Hypoellipticity of analytic differential operators in general ultradifferentiable classes
Stefan Fürdös
TL;DR
This work develops a unified ultradifferentiable microlocal framework for analytic differential operators, using weight matrices and semiregular classes to study hypoellipticity across broad ultradifferentiable categories. It generalizes Hörmander’s wavefront-transform theory and extends Metivier–Okaji-type results to these classes, proving that analytic pseudodifferential and Fourier integral operators are microlocal with respect to $\mathrm{WF}_{[\mathfrak{M}]}$ and that elliptic analytic operators are hypoelliptic in all semiregular classes.

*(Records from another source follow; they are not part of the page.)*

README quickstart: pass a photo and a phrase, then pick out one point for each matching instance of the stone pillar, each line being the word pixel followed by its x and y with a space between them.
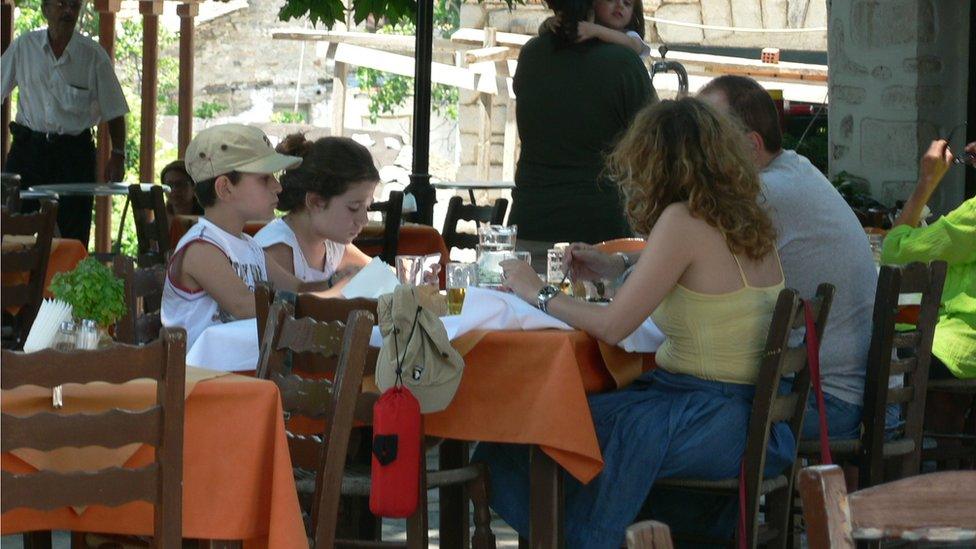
pixel 898 79
pixel 150 10
pixel 187 12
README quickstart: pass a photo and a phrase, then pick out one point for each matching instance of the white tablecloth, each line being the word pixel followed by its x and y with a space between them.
pixel 234 346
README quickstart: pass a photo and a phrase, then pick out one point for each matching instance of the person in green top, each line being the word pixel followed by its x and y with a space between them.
pixel 575 99
pixel 952 238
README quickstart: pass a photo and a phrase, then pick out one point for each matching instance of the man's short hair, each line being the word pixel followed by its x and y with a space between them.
pixel 752 104
pixel 207 194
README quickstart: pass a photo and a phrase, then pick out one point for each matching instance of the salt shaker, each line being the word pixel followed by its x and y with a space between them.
pixel 87 337
pixel 64 341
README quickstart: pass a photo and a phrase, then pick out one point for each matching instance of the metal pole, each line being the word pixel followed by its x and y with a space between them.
pixel 420 178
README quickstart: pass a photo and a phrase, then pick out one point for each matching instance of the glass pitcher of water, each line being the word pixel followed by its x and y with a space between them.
pixel 495 244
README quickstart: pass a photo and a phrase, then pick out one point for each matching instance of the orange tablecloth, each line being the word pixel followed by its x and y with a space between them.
pixel 66 253
pixel 237 475
pixel 530 387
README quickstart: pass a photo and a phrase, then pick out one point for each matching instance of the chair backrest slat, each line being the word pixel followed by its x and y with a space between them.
pixel 768 404
pixel 338 410
pixel 904 354
pixel 112 429
pixel 48 368
pixel 305 451
pixel 48 490
pixel 160 425
pixel 392 216
pixel 41 225
pixel 458 211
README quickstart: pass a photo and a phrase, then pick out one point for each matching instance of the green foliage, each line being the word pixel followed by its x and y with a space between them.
pixel 389 92
pixel 289 117
pixel 330 12
pixel 209 109
pixel 92 291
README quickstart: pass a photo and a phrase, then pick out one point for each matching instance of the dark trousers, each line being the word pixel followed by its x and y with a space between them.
pixel 42 159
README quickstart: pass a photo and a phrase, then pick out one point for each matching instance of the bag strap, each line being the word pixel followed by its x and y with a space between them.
pixel 813 362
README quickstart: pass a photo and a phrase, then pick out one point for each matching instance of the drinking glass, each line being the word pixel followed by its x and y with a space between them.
pixel 410 269
pixel 459 277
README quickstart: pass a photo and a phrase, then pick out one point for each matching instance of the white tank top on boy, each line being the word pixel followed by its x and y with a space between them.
pixel 195 311
pixel 278 232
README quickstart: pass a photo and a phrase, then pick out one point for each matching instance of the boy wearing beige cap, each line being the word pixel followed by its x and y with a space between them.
pixel 215 266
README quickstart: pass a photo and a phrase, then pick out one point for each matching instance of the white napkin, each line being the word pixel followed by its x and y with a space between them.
pixel 372 281
pixel 50 315
pixel 494 310
pixel 228 347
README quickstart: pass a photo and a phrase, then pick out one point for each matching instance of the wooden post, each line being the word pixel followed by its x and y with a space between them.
pixel 6 36
pixel 187 11
pixel 150 10
pixel 103 204
pixel 484 129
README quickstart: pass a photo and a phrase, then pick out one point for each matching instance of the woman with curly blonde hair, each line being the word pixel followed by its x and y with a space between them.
pixel 709 277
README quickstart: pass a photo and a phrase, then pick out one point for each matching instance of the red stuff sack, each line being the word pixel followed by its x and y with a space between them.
pixel 396 460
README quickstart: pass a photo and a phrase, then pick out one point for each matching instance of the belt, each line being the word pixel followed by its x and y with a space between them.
pixel 23 132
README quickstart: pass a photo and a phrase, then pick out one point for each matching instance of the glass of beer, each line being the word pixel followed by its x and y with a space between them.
pixel 459 276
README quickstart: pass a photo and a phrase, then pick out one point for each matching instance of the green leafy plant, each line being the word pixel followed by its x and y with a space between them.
pixel 389 92
pixel 93 292
pixel 289 117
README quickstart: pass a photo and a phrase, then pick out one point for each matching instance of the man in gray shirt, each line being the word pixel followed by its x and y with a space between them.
pixel 819 239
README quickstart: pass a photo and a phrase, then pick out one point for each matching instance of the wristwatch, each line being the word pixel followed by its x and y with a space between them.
pixel 546 294
pixel 627 262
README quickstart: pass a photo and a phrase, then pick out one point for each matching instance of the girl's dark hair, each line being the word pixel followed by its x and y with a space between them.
pixel 329 166
pixel 569 13
pixel 637 18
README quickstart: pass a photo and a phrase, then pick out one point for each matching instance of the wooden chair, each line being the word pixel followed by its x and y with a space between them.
pixel 143 301
pixel 457 211
pixel 25 298
pixel 939 507
pixel 953 449
pixel 152 224
pixel 160 426
pixel 871 453
pixel 338 403
pixel 768 407
pixel 392 215
pixel 649 534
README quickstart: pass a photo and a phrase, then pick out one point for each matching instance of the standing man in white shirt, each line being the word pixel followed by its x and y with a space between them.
pixel 67 86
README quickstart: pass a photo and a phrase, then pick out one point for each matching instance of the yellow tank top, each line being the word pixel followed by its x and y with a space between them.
pixel 717 337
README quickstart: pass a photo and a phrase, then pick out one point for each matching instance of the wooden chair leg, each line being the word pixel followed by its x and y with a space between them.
pixel 478 491
pixel 417 522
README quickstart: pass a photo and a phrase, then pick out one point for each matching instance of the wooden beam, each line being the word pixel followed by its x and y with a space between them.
pixel 107 9
pixel 6 36
pixel 150 10
pixel 490 55
pixel 187 11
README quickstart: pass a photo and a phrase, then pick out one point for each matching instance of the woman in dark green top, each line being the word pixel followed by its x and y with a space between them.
pixel 574 101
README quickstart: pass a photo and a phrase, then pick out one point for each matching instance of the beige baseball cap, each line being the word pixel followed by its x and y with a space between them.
pixel 233 147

A central achievement is Treves’ characterization of hypoellipticity for principal-type operators carried over to the ultradifferentiable setting, along with Metivier-type results for operators with multiple characteristics. The results provide a broad, flexible framework for ultradifferentiable regularity, enabling finer distinctions than Gevrey or Denjoy–Carleman approaches and facilitating a parametrix-based analysis within weight-matrix classes. The methods merge microlocal analysis, distribution theory, and analytic parametrices to illuminate regularity in a wide spectrum of ultradifferentiable environments.
Abstract
We show that analytic pseudodifferential and Fourier integral operators behave well for ultradifferentiable classes satisfying minimal regularity properties. As an application we investigate the ultradifferentiable regularity properties of several examples of analytic differential operators. In particular we extend Treves' characterization of the hypoellipticity of analytic operators of principal type to the ultradifferentiable category.